Poverty has a huge impact on the life chances of children. Poorer children are more likely to face health problems, fall behind in school and be unemployed on leaving education – costing the economy £29 billion by 2020.

Policymakers have a vast social and economic impetus to prioritise tackling the looming poverty crisis. The CPSM recommends that the Government boosts the incomes of the poorest using a range of measures. This includes raising working wages and also, crucially, ensuing that a robust welfare safety net exists to catch families who fall into financial crisis.

It also recommends that the Government’s support for poor children begin from the cradle onwards, investing in schemes that widely enhance parenting skills and boost life chances such as the "Five to Thrive" programme being rolled out by Barnardo’s.

At the moment, however, the range of anti-poverty options on offer from the main political parties seems to be narrowing worryingly fast. The coalition’s flagship Universal Credit scheme, which encourages people to work by allowing them to earn and claim benefits, has often been floated as a panacea to "welfare dependency". In reality the scheme has yet to materialise, and won't actually provide the poorest with a living wage, as the Government has already pledged to freeze these benefits under inflation.
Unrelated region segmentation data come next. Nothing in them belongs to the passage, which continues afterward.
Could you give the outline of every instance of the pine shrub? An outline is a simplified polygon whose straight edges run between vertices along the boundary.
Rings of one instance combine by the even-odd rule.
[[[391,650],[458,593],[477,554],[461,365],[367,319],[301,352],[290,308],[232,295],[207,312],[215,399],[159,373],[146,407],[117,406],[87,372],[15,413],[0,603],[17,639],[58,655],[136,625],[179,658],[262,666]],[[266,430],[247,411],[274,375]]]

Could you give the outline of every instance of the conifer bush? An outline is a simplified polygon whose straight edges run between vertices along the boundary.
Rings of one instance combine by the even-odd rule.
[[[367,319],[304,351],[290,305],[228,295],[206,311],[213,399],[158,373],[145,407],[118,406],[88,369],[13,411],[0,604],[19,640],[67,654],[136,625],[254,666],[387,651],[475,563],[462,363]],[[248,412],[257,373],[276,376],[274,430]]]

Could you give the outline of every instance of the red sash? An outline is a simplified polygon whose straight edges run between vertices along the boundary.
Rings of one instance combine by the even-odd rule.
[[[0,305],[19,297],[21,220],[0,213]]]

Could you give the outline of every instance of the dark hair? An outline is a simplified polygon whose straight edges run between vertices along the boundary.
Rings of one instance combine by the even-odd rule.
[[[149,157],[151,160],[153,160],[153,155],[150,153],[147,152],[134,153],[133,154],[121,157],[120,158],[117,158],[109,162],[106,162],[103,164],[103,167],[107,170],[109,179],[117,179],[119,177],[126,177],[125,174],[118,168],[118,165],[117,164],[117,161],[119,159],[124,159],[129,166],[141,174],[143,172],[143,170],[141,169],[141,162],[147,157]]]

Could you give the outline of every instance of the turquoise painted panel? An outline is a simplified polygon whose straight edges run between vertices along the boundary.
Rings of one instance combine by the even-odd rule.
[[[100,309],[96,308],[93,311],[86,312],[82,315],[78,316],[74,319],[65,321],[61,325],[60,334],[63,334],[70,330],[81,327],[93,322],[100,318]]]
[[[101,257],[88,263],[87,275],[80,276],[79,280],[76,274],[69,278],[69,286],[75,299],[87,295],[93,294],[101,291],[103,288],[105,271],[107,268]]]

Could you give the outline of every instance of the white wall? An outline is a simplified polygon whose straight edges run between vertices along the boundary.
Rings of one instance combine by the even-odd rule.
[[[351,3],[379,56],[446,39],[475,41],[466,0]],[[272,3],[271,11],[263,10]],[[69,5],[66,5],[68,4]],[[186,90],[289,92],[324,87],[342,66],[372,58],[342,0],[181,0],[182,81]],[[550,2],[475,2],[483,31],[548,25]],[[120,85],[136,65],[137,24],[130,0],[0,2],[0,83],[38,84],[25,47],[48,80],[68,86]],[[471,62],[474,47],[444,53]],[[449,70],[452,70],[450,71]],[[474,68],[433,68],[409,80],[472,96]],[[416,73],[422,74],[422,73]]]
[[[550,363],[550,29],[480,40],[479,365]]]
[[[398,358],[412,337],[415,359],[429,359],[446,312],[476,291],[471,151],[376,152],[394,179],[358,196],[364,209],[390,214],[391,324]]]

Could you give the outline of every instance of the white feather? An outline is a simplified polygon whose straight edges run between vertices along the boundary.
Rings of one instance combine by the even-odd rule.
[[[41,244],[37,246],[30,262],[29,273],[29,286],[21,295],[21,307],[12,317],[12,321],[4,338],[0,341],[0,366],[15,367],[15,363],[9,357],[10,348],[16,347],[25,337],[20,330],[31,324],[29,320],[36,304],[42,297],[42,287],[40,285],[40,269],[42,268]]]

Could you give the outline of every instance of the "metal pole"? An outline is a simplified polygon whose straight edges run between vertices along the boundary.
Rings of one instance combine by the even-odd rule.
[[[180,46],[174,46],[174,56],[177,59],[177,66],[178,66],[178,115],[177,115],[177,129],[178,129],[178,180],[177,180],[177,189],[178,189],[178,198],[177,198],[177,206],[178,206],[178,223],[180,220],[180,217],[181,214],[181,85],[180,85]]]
Meanwhile, the Government’s much-heralded raising of the income tax threshold, this year increased to £10K, will bring just £37 extra per year to the wallets of the poorest families. In contrast, the same family on a higher wage would gain around seven times more than the lower earner.

Most disappointingly, the party conference season revealed little political appetite amongst any party to change this "slash and burn" approach to welfare in the future; Labour proposed a below-inflation freeze on child benefits, the Conservatives a total freeze on nearly all working-age benefits.

If politicians are serious about tackling child poverty, they must ensure that the welfare system genuinely provides for struggling families. They can start by restoring the link between benefits and inflation.

Meanwhile, the bleak future promised by the CPSM report has already arrived for one family in the North West, who’ve been driven to food banks because they simply can’t find enough hours of employment. They told me, “We haven’t enough money most months to pay for food. We don’t smoke or drink, it’s not right when we both work.”